El disidente cubano Darsi Ferrer viajará mañana a Estados Unidos como refugiado político con "pena" por tener que alejarse de su país, pero con la "esperanza" de "luchar" y "adaptarse a una nueva vida", según declaró hoy a Efe.

Ferrer, quien estuvo 11 meses en prisión preventiva entre 2009 y 2010 por sus actividades opositoras, se acogió a un programa de refugiados políticos en EE.UU., donde se reunirá con su esposa e hijo, que emigraron en abril pasado por la misma vía.

"Es una decisión bien difícil porque me he dedicado durante años a la labor que realizo en el país y tengo unos compromisos con los valores y principios en los que creo y me hacen echar adelante por nuestro pueblo", declaró Ferrer.

El médico disidente dijo que se va con "pena" por alejarse, pero con "tranquilidad, fe y esperanza", además de "la convicción de que llegará muy pronto lo que el pueblo cubano ansía porque el régimen, esa elite que le ha robado su libertad a los cubanos, cada vez se debilita más".

"Creo que esta separación de mi patria no va a ser por mucho tiempo, pienso que está muy cerca el día por el que tanto ha luchado el pueblo cubano", añadió.
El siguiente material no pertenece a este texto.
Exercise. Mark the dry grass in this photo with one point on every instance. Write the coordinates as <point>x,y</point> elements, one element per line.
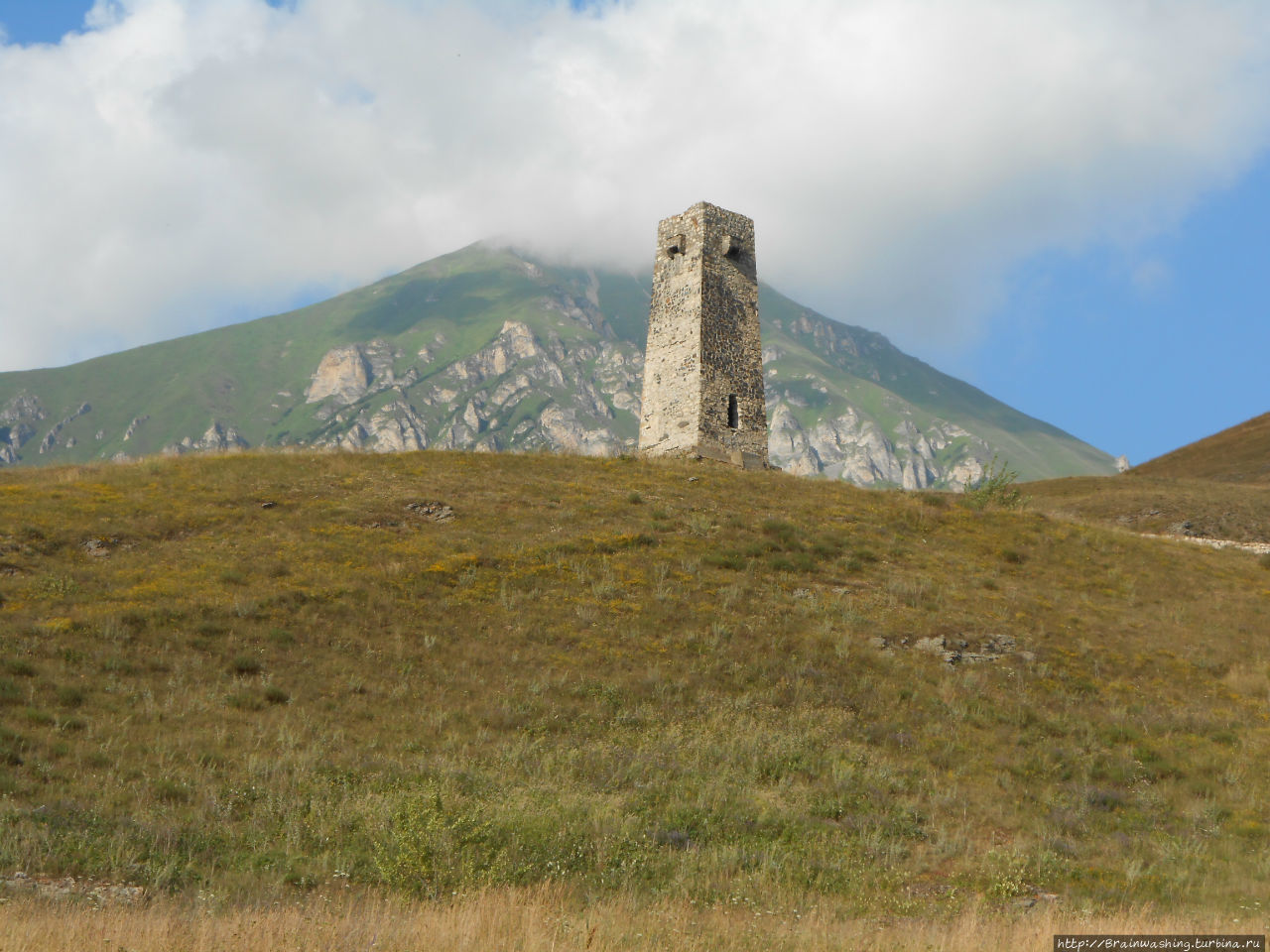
<point>1239,453</point>
<point>541,919</point>
<point>653,682</point>
<point>1161,504</point>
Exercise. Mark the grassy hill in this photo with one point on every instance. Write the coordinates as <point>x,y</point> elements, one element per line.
<point>1213,489</point>
<point>1237,454</point>
<point>488,349</point>
<point>434,673</point>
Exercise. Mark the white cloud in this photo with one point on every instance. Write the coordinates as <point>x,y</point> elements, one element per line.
<point>183,160</point>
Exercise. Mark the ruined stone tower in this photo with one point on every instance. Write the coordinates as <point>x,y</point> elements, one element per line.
<point>703,365</point>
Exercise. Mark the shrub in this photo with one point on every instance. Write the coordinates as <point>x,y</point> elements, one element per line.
<point>70,696</point>
<point>244,665</point>
<point>9,692</point>
<point>996,488</point>
<point>276,696</point>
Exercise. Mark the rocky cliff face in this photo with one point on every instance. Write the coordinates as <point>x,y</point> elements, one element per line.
<point>579,397</point>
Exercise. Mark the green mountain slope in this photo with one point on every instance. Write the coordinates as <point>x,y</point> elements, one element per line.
<point>488,349</point>
<point>1238,453</point>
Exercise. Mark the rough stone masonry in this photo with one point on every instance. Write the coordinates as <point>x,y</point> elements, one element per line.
<point>703,365</point>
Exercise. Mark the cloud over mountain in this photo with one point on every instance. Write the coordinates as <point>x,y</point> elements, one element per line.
<point>181,160</point>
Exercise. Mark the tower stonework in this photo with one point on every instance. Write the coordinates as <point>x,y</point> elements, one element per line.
<point>703,363</point>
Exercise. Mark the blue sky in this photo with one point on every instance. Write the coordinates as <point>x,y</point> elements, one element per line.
<point>1114,286</point>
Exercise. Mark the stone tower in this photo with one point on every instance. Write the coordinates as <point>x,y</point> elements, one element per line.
<point>703,363</point>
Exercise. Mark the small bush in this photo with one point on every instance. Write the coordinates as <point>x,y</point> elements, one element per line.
<point>996,488</point>
<point>70,696</point>
<point>245,665</point>
<point>9,692</point>
<point>246,701</point>
<point>35,715</point>
<point>276,696</point>
<point>171,792</point>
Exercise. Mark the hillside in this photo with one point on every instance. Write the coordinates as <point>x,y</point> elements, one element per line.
<point>486,349</point>
<point>1213,489</point>
<point>1237,454</point>
<point>432,673</point>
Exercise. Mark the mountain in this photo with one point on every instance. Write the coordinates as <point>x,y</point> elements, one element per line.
<point>1237,454</point>
<point>490,350</point>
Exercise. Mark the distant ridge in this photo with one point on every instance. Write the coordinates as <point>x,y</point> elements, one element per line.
<point>489,349</point>
<point>1237,454</point>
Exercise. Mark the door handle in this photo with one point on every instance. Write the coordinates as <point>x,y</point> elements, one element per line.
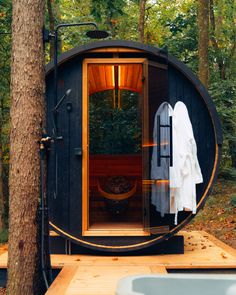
<point>78,152</point>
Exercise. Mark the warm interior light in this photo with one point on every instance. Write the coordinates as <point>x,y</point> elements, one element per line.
<point>113,75</point>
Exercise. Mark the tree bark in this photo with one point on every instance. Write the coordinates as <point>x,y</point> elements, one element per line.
<point>51,26</point>
<point>27,119</point>
<point>2,199</point>
<point>141,24</point>
<point>203,40</point>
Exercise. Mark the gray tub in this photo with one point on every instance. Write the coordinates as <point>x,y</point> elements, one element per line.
<point>177,284</point>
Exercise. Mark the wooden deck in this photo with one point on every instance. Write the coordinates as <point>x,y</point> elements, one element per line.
<point>90,275</point>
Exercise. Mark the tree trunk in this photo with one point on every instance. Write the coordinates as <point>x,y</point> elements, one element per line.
<point>203,40</point>
<point>141,24</point>
<point>27,119</point>
<point>2,200</point>
<point>51,26</point>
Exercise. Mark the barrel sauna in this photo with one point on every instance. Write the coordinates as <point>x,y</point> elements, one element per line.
<point>99,182</point>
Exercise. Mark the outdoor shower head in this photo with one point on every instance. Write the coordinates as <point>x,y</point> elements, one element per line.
<point>97,34</point>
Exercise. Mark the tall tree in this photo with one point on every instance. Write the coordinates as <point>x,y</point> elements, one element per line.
<point>5,49</point>
<point>110,11</point>
<point>141,23</point>
<point>27,119</point>
<point>203,40</point>
<point>51,26</point>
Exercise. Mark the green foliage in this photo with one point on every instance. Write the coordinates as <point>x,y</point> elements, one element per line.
<point>233,200</point>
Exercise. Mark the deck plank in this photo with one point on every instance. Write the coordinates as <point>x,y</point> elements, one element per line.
<point>60,285</point>
<point>201,251</point>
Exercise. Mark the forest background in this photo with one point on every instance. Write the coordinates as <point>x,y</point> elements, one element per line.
<point>174,24</point>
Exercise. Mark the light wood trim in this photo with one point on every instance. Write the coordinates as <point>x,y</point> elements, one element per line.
<point>85,136</point>
<point>219,243</point>
<point>158,269</point>
<point>116,233</point>
<point>85,147</point>
<point>113,60</point>
<point>145,152</point>
<point>61,283</point>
Ferrer, de 42 años, manifestó que planea residir en Chattanooga (Tennessee), donde está su familia, y allí "luchar por asentarnos y adaptarnos a esa nueva realidad y la inmensidad de desafíos que representa empezar de cero y una nueva vida".

"Me gustaría recuperar mi profesión de médico, aunque me he dedicado durante muchos años a esta otra labor que es la lucha por la democracia en Cuba y quiero seguir adelante en lo que pueda contribuir", apuntó.

Entre 2010 y 2011 Ferrer denunció en varias ocasiones que las autoridades migratorias de la isla le denegaban el permiso de salida del país a su esposa e hijo para viajar a Estados Unidos, e incluso dijo que se trataba de un "chantaje" del Gobierno para hacerlo emigrar a él.

En diciembre de 2010, el disidente divulgó que la Seguridad del Estado de Cuba le dejó claro que para otorgarle el permiso de salida a su familia tenía que viajar con ellos a EE.UU., donde su esposa, Yusnaimy Jorge, buscaba recibir tratamiento médico.

El año pasado, Ferrer también denunció que había sido víctima de varias detenciones por un corto periodo de tiempo por estar en actividades de la disidencia o por intentar reunirse con otros disidentes.